Otoritarianisme Gaya Baru
Oleh : Agus Mustawa
Mencermati rangkaian peristiwa faktual akhir-akhir ini, semakin menguatkan adanya semacam persepsi bahwa kehidupan demokrasi di Indonesia bejalan kian mundur kebelakang. Mengutip hasil survey yang dipublikasikan Freedom House dengan judul Freedom in The World, bahwa hak politik dan kebebasan sipil mengalami erosi sejak 2016, dengan skor kebebasan Indonesia pada tahun 2019 sebesar 62 dari skala 0-100. Kondisi tersebut membuat Indonesia masuk dalam kategori “Negara Bebas Sebagian”.
Praktik otoritarianisme gaya baru ditampilkan dalam bentuk demokrasi palsu, dimana kebebasan berserikat, kebebasan berekspresi yang dijamin dalam konstitusi, justru dianggap sebagai ancaman bagi negara. Contohnya pembubaran Ormas Hizbut Tahrir Indonesia dan sebagainya. Selain itu, maraknya sejumlah pelarangan kegiatan karena berbeda pandangan, pendapat atau keyakinan kelompok masyarakat tertentu dengan kelompok lain mengindikasikan bahwa demokrasi kita benar-benar sedang tidak sehat.
Dalam banyak literatur istilah otoritarianisme biasa disebut sebagai paham politik otoriter, yaitu bentuk pemerintahan yang bercirikan penekanan kekuasaan hanya pada negara atau pribadi tertentu, tanpa memperhatikan suara rakyat.
Kecenderungan ini semakin mendapatkan bentuknya ketika sikap penguasa kerap memanfaatkan instrumen hukum sebagai alat penggebuk atau penindas lawan politiknya. Seperti kasus makar yang dituduhkan kepada politikus Partai Amanat Nasional Egi Sudjana, Kivlan Zen dan korban lainnya yang terlalu banyak untuk disebutkan satu-persatu.

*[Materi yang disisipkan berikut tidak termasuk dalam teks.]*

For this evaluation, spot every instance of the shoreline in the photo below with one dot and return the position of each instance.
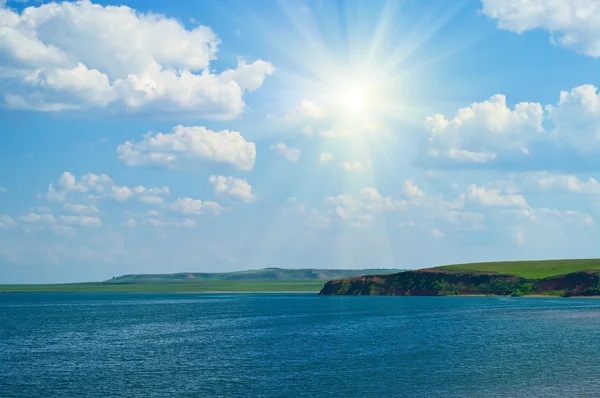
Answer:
(299, 292)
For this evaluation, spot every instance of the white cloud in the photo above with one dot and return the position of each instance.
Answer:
(561, 183)
(437, 233)
(81, 209)
(520, 238)
(576, 118)
(235, 188)
(310, 109)
(68, 183)
(325, 157)
(307, 130)
(84, 54)
(186, 145)
(98, 187)
(63, 230)
(491, 197)
(574, 24)
(158, 223)
(407, 224)
(195, 206)
(83, 221)
(7, 221)
(35, 218)
(412, 190)
(477, 132)
(546, 182)
(291, 154)
(356, 166)
(356, 207)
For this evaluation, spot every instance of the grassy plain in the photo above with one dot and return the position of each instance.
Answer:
(529, 269)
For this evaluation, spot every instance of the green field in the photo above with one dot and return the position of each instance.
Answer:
(529, 269)
(194, 286)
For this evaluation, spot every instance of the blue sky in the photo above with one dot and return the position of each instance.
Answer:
(223, 135)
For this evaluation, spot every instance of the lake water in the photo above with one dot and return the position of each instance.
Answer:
(296, 345)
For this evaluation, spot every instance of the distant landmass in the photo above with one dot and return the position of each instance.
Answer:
(260, 280)
(265, 274)
(565, 278)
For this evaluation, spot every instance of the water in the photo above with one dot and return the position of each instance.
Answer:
(296, 345)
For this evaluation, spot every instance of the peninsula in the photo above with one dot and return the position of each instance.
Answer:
(266, 280)
(564, 278)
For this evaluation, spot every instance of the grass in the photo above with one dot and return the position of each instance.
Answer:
(529, 269)
(173, 287)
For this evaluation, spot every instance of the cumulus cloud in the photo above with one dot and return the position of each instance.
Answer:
(7, 221)
(489, 130)
(80, 220)
(187, 145)
(356, 166)
(98, 187)
(158, 223)
(492, 197)
(195, 206)
(35, 218)
(59, 56)
(477, 132)
(574, 24)
(576, 118)
(325, 157)
(310, 109)
(290, 153)
(437, 233)
(235, 188)
(81, 209)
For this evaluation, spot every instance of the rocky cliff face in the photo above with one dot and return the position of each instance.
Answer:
(435, 282)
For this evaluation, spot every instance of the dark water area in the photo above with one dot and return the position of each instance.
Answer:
(296, 345)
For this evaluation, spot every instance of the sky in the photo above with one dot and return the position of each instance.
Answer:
(222, 135)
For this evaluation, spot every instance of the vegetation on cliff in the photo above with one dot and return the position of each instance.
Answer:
(445, 281)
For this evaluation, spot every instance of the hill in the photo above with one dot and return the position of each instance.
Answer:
(528, 269)
(262, 280)
(556, 278)
(265, 274)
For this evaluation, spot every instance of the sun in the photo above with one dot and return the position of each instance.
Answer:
(354, 99)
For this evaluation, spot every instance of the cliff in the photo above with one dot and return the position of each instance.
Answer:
(439, 282)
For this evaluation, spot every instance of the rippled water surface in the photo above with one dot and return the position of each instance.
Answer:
(296, 345)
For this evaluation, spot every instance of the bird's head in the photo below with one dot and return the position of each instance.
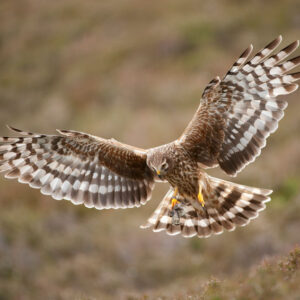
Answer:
(158, 163)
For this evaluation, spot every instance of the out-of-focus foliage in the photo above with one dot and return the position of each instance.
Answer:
(135, 70)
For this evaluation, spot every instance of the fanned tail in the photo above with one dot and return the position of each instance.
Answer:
(226, 205)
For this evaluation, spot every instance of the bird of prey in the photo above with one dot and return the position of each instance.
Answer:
(235, 116)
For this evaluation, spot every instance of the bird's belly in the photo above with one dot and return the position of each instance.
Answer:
(187, 185)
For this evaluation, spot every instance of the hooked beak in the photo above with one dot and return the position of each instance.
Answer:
(158, 174)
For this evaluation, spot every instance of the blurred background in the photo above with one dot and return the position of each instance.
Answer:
(135, 70)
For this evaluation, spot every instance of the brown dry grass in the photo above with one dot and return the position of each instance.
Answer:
(135, 71)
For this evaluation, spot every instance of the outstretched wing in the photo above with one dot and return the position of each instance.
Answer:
(238, 113)
(78, 167)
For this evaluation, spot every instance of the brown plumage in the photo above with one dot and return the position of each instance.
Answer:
(229, 129)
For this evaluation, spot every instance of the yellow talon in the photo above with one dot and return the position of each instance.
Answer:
(174, 202)
(200, 196)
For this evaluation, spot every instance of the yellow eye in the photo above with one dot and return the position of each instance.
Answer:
(164, 166)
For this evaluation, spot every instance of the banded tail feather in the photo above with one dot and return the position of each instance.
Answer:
(227, 205)
(46, 162)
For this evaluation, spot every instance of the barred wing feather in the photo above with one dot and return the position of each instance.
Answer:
(78, 167)
(237, 114)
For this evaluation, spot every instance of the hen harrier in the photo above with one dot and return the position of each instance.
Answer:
(229, 129)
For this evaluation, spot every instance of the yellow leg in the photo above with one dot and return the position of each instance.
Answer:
(200, 196)
(174, 200)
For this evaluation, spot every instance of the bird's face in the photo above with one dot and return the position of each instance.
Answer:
(159, 164)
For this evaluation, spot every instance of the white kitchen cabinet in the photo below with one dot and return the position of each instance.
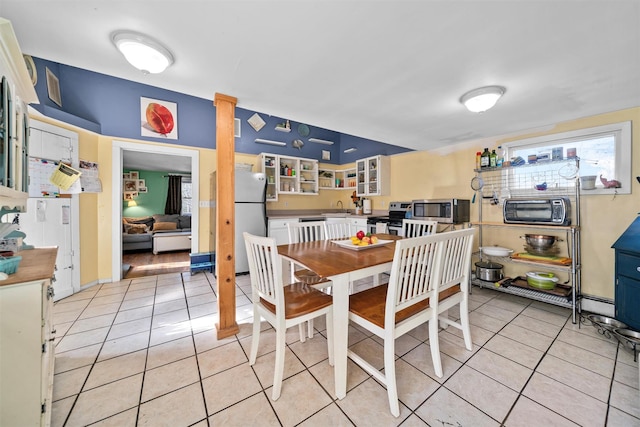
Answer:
(16, 91)
(372, 175)
(331, 179)
(291, 175)
(26, 341)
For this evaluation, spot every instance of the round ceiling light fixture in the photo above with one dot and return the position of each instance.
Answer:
(481, 99)
(144, 53)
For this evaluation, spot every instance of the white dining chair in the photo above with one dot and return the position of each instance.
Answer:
(455, 282)
(340, 229)
(425, 270)
(281, 305)
(300, 232)
(418, 227)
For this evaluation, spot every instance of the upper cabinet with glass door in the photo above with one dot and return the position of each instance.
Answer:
(16, 93)
(372, 176)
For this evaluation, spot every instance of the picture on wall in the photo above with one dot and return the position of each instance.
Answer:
(159, 119)
(130, 185)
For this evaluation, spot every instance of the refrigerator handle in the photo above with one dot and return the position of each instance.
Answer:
(264, 208)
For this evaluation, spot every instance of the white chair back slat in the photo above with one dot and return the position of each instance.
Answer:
(417, 227)
(413, 276)
(457, 260)
(264, 260)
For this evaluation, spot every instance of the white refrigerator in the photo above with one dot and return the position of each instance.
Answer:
(250, 212)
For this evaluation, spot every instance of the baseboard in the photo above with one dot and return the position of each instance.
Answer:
(598, 305)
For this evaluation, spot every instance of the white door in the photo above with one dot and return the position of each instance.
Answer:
(55, 222)
(48, 222)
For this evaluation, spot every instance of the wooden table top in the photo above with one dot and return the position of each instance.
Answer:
(36, 264)
(326, 258)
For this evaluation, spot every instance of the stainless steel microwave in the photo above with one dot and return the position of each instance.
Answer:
(448, 211)
(548, 211)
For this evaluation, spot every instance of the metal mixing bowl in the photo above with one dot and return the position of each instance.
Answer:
(540, 242)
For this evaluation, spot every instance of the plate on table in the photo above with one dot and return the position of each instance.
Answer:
(350, 245)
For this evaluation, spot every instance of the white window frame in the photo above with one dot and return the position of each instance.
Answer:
(190, 181)
(620, 131)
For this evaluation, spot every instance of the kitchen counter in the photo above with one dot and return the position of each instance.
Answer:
(319, 213)
(36, 264)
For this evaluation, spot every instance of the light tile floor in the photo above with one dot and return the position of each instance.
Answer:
(144, 352)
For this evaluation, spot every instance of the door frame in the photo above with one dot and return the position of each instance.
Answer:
(118, 149)
(74, 200)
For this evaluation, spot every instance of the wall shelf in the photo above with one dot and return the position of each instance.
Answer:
(270, 142)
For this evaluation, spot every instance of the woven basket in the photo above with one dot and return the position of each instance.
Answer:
(9, 265)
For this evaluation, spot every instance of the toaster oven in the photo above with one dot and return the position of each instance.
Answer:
(547, 211)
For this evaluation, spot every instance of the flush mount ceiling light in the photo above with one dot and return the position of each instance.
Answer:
(481, 99)
(320, 141)
(144, 53)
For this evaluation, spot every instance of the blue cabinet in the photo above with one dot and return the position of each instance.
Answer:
(627, 271)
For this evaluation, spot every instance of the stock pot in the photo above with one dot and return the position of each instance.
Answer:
(488, 271)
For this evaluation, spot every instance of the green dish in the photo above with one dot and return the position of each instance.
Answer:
(541, 280)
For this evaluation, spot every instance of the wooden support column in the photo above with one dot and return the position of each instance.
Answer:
(225, 215)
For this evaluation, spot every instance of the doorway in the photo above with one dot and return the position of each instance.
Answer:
(119, 149)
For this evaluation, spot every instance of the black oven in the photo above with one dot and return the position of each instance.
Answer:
(448, 211)
(397, 212)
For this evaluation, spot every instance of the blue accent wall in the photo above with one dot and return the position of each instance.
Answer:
(111, 106)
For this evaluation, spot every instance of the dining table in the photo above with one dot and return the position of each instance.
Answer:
(341, 262)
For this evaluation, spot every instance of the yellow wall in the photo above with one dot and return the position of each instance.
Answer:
(417, 175)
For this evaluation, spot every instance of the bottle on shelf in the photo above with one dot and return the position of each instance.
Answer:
(501, 153)
(484, 158)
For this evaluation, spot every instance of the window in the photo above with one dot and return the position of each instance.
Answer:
(603, 151)
(186, 196)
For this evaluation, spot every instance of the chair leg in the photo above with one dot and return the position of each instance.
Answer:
(303, 333)
(329, 321)
(279, 368)
(464, 323)
(390, 376)
(434, 343)
(310, 328)
(255, 338)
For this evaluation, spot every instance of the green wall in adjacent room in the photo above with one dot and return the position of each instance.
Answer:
(153, 201)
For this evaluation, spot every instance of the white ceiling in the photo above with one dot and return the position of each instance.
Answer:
(391, 71)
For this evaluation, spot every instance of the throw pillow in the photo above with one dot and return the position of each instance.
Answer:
(135, 228)
(165, 226)
(184, 221)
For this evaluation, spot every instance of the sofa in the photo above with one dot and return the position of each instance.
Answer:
(157, 232)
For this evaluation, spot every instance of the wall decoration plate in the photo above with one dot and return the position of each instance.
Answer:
(303, 130)
(349, 245)
(256, 122)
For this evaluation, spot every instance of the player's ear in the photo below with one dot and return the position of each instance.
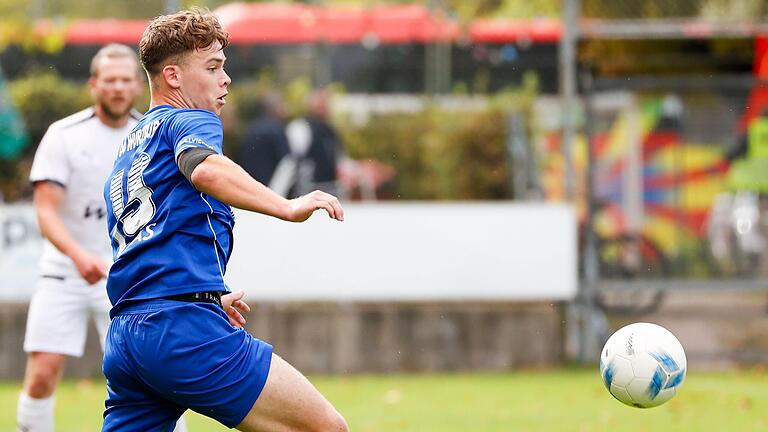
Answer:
(171, 76)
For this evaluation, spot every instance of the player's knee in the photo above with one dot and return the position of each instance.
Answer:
(41, 384)
(42, 375)
(334, 422)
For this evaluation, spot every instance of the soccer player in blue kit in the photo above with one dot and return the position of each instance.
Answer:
(175, 341)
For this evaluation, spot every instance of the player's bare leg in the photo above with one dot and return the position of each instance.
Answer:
(35, 409)
(289, 402)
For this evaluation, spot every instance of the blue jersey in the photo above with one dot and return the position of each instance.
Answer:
(167, 237)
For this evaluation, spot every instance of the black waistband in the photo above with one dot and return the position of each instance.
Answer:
(207, 297)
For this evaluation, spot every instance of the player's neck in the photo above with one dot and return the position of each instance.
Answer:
(116, 122)
(170, 98)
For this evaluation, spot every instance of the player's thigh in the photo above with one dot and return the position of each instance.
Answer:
(290, 402)
(99, 305)
(57, 320)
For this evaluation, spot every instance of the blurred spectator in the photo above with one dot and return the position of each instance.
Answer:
(265, 144)
(746, 208)
(315, 152)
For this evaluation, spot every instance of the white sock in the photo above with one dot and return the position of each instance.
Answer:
(181, 425)
(34, 415)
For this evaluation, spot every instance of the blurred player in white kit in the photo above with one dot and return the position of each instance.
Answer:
(70, 167)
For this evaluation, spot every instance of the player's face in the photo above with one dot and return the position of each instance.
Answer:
(116, 86)
(203, 80)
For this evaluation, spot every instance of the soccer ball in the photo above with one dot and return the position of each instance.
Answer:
(643, 365)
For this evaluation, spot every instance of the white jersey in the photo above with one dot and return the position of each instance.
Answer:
(78, 152)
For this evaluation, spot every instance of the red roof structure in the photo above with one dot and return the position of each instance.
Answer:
(292, 23)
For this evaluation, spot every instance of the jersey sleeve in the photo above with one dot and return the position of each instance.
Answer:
(197, 128)
(51, 162)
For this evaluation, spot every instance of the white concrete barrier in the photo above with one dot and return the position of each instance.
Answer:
(395, 251)
(410, 251)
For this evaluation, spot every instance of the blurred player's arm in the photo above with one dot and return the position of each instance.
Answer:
(223, 179)
(48, 197)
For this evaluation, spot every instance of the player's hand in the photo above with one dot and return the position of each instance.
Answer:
(234, 306)
(90, 266)
(301, 208)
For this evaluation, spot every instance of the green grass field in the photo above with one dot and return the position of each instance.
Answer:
(551, 401)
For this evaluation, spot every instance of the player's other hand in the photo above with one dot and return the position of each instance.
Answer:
(90, 266)
(234, 306)
(301, 208)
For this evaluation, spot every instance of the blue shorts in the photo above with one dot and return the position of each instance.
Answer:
(164, 356)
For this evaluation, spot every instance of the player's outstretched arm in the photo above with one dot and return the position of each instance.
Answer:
(223, 179)
(48, 198)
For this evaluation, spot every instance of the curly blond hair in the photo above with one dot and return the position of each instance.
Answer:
(168, 38)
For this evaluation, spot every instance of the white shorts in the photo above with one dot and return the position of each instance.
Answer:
(58, 315)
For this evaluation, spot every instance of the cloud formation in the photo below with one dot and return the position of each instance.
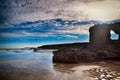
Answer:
(16, 11)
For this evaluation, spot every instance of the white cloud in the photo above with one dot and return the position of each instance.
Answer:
(71, 36)
(32, 10)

Kekhawatiran semakin menguat, dimana hari ini struktur pemerintahan (MPR, DPR, DPD) dikuasai oleh koalisi pemerintah, 90% parpol dapat dipastikan bergabung bersama koalisi. Sehingga kekuatan oposisi sebagai fungsi check and balances terhadap jalannya pemerintahan kurang proporsional. Jika sampai hal itu beneran terjadi, maka demokrasi hanya tinggal selogan kosong tanpa arti.
Potret buram kehidupan demokrasi kita hari ini, mengingatkan pada kondisi yang sama melalui riset Samuel Huntington terhadap konfigurasi politik di Indonesia. Di bawah pimpinan Presiden Soekarno, Indonesia menjadi entitas negara yang demokratis, kemudian mengalami arus balik di fase demokrasi terpimpin “1959-1965”, hingga mengantarkan Indonesia dibawah rezim otoriter sampai dengan Orede Baru. (Samuel P Huntington: 1991).
Gejala-gejala menuju otoritarianisme gaya baru tersebut kentara terlihat dari mulai dwifungsi Polri di banyak jabatan tinggi negara, pasal karet UU ITE yang sering jerat korban, ASN yang dilarang mengkritik pemerintah, dan mengkooptasi media massa, hingga pemblokiran media sosial. Iya, memang begitulah polanya dimainkan, rakyat dibuat untuk tidak menyadari akan keberadaanya, bahkan seolah semuanya terjadi hanya karena kebetulan semata.
“Jika kita memilih tidak peduli, lebih sibuk dengan urusan masing-masing, nasib negeri ini persis seperti sekeranjang telur di ujung tanduk. Hanya soal waktu akan pecah berantakan” (Tere Liye).